Cruise, General Motors’ driverless car unit, is opening its robotaxi service to the public in San Francisco, a development that prompted another $1.35bn investment from the SoftBank Vision Fund.
Cruise, which has been headquartered in San Francisco since its founding seven years ago, has been operating fully driverless vehicles in the city for several months, but only for its employees. On Tuesday, Kyle Vogt, co-founder and interim chief executive, said the company was “opening up our driverless cars in San Francisco to the public”.
There are some caveats: Cruise does not yet have a permit to charge customers a fee, and for now its service will only operate from 11pm to 5am, with its “operational domain” confined to the north-west quadrant of the city, an area that includes Nob Hill, Sunset, Richmond and areas around Golden Gate Park.

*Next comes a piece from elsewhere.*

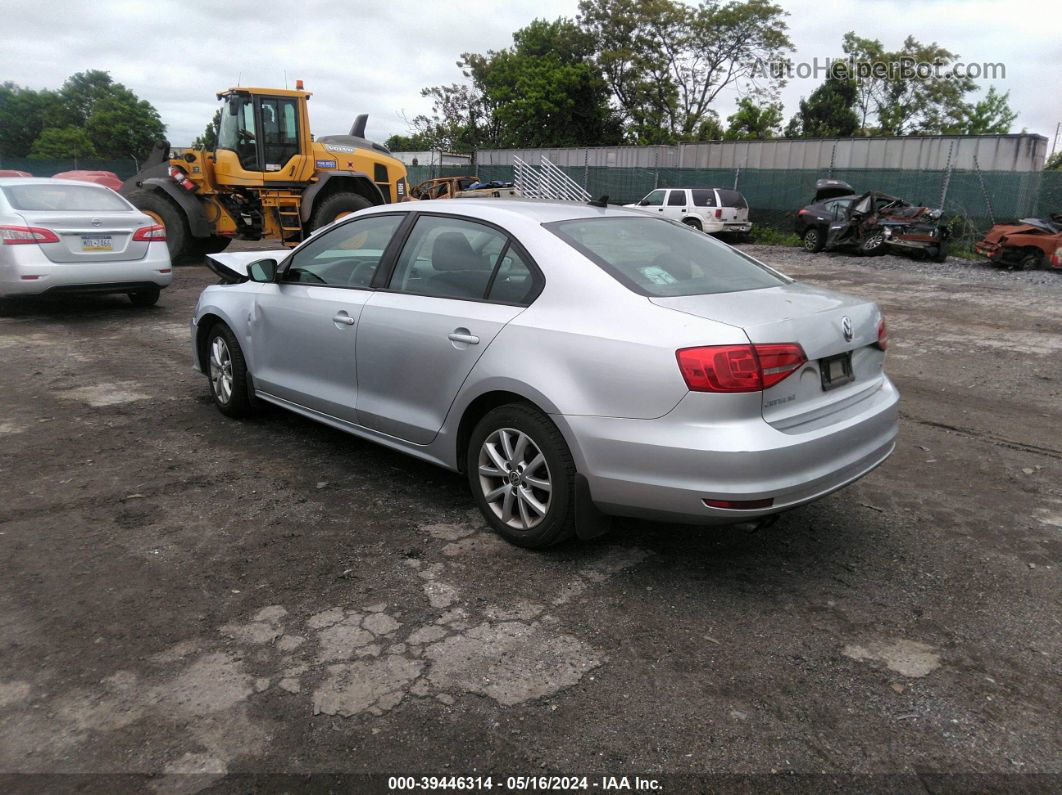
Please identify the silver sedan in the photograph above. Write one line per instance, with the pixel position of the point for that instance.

For at least several weeks, only a selected group of employees’ family and friends, plus applicants nominated by Cruise, will be eligible for rides.
Nevertheless, the move puts the $30bn company ahead of Waymo, the Alphabet-owned driverless vehicle group that launched more than a decade ago, in starting a driverless ride-hailing service in a big US city.
Waymo has been operating such a service in suburban Phoenix for more than two years, but the area is known for its predictably sunny weather and wide roads, whereas San Francisco is more dense and complicated.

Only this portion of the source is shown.